ゴリラの研究者として有名な京都大学の山極寿一教授(現在 総合地球環境学研究所所長)。彼は2014年10月から6年間、同大学の総長を務めた。そこで、霊長類学の大家は大学経営の不条理な真実に次々と直面した。政治家と官僚の都合が優先される教育のためにならない国立大学の法人化、海外の戦略に翻弄(ほんろう)される世界大学ランキングというわな、日本の大学は間違った目標と理不尽なシステムによってこのまま弱体化の一途をたどるのか。昨年11月に著書『京大というジャングルでゴリラ学者が考えたこと』を上梓した山極寿一氏に話を聞いた。(聞き手/長野 光、シード・プランニング研究員)

※記事の最後に山極寿一氏の動画インタビューが掲載されていますので、ぜひご覧ください。

国立大学が危ない
政府主導の大学改革

――国立大学は2004年から法人化され、毎年1~1.3%ずつ運営費交付金が削減されるようになりました。大学の法人化にはどのような問題があるのでしょうか?

山極寿一氏総合地球環境学研究所所長の山極寿一氏(朝日新聞社撮影)

 大学の法人化は、当初、資金を自由に使い、人事も組織改編も大学側が自らの構想のもとに行うことができる、という話でした。

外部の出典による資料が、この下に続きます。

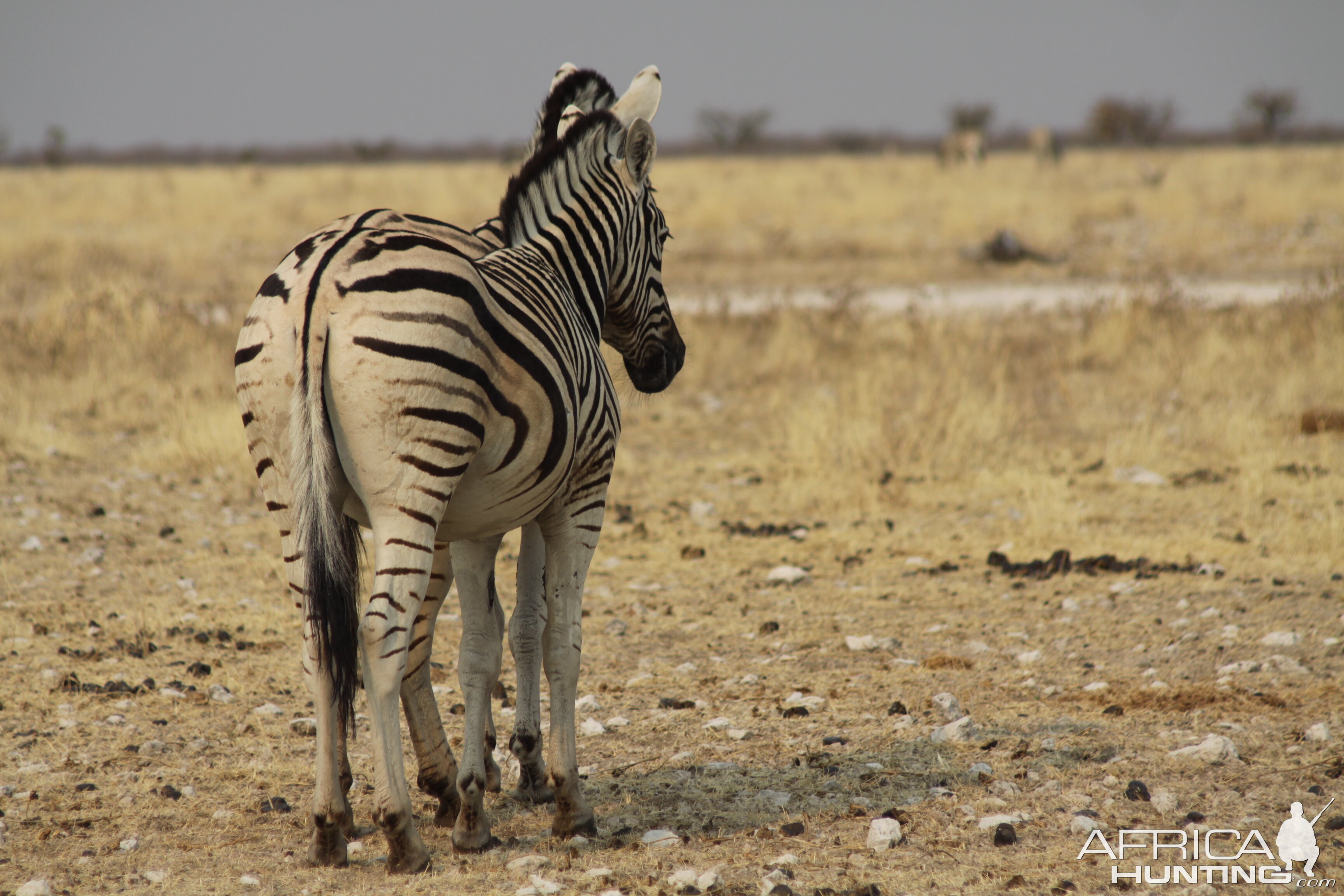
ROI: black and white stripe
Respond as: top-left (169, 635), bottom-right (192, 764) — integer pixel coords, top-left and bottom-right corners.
top-left (235, 70), bottom-right (672, 870)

 法人化は、国家の財政から国立大学の負担をなるべく切り離そうとする政策でした。法人化が始まってすぐに、運営費交付金(文部科学省から国立大学に毎年支給される)が毎年削減され始めたことがその証左です。衆参両院とも「十分な資金を保証すること」と付帯決議が行われているにもかかわらず、運営費交付金の削減は約束違反だとしか言いようがありません。

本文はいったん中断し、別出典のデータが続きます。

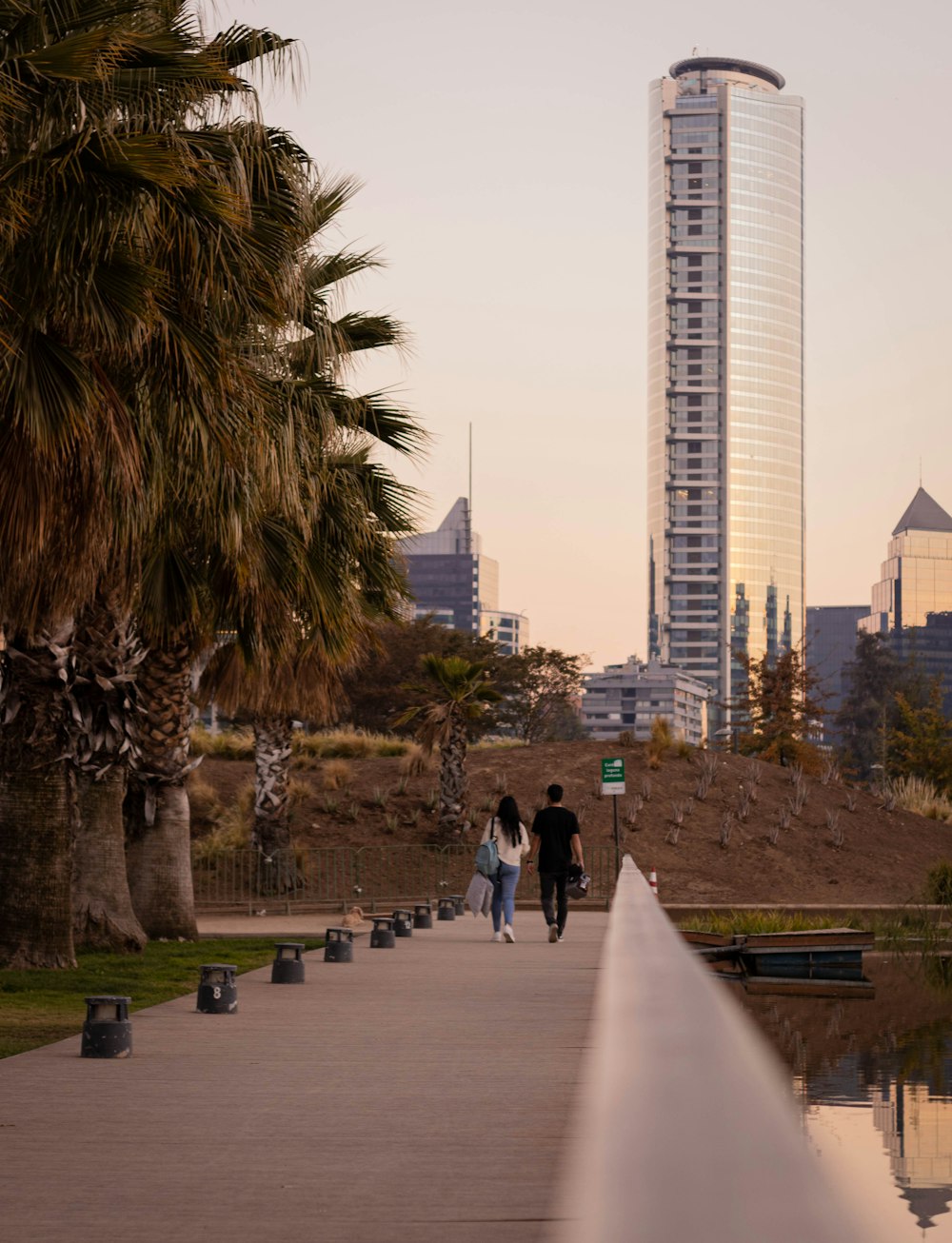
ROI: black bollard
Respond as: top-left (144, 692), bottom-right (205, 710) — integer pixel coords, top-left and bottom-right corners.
top-left (370, 915), bottom-right (396, 950)
top-left (195, 962), bottom-right (237, 1015)
top-left (80, 996), bottom-right (131, 1057)
top-left (325, 929), bottom-right (354, 962)
top-left (412, 902), bottom-right (432, 929)
top-left (436, 898), bottom-right (456, 923)
top-left (271, 941), bottom-right (305, 984)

 しかも、物価や光熱費や自然科学系が必要とする国際ジャーナルの購読費なども、年々増加しています。そういう状況で運営費交付金を削られたら、大学は人件費を削るしかありません。それが私が総長に就任した2014年頃の状況です。

 政府が当初、法人化の目的として掲げたことがまったく達成できない状況に追いやられていました。大学が自律できるような財政的支援はなかったのです。

 法人化が大学の自律や自由な研究を目標にするのであれば、日本はドイツや英国のようにもっと資金援助する必要がありました。ドイツなどの成功例を日本は全然参照せず、「大学は勝手にやりなさい。でも資金は削減します」というのが日本のやり方です。

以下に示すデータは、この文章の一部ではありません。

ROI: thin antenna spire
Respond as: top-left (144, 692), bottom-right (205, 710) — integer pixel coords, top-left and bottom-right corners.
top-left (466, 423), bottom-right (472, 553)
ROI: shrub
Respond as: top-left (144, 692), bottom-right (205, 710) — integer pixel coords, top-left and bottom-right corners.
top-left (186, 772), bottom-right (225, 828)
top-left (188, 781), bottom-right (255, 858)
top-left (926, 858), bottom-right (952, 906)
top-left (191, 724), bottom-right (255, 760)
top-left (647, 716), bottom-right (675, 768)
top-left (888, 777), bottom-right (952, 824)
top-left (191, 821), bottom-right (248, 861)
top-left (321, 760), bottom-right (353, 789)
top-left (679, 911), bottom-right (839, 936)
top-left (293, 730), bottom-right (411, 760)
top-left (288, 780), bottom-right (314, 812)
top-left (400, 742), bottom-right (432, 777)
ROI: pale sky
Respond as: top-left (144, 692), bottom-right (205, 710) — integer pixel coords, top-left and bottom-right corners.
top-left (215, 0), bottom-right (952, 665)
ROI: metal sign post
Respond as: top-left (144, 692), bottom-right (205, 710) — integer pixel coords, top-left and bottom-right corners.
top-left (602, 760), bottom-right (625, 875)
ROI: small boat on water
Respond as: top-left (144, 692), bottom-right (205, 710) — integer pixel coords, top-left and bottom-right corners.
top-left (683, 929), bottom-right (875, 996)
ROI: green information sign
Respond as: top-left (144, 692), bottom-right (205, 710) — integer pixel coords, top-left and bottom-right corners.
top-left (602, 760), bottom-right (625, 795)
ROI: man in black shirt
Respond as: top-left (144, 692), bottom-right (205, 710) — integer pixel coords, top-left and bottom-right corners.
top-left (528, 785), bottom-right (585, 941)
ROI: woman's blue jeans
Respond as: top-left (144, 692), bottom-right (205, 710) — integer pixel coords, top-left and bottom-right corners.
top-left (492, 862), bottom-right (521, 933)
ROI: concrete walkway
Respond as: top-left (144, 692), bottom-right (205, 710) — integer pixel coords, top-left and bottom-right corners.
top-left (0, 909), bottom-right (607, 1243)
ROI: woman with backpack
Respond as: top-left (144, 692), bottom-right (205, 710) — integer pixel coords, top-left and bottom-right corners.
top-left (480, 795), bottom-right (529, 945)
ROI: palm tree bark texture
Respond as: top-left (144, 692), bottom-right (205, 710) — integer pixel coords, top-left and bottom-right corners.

 しかも、運営費交付金を削減した代わりに配分されるようになった補助金を通して、国は政府主導の大学改革を同時にやらなければ補助金を取れないような制度を作りました。

 政府は大学評価を振りかざして国立大学の活動をコントロールし始め、大学をどんどん政府の方針に従わせようとしたわけです。自由でも何でもありません。ソ連や中国が行っている計画経済みたいな話になりますよね。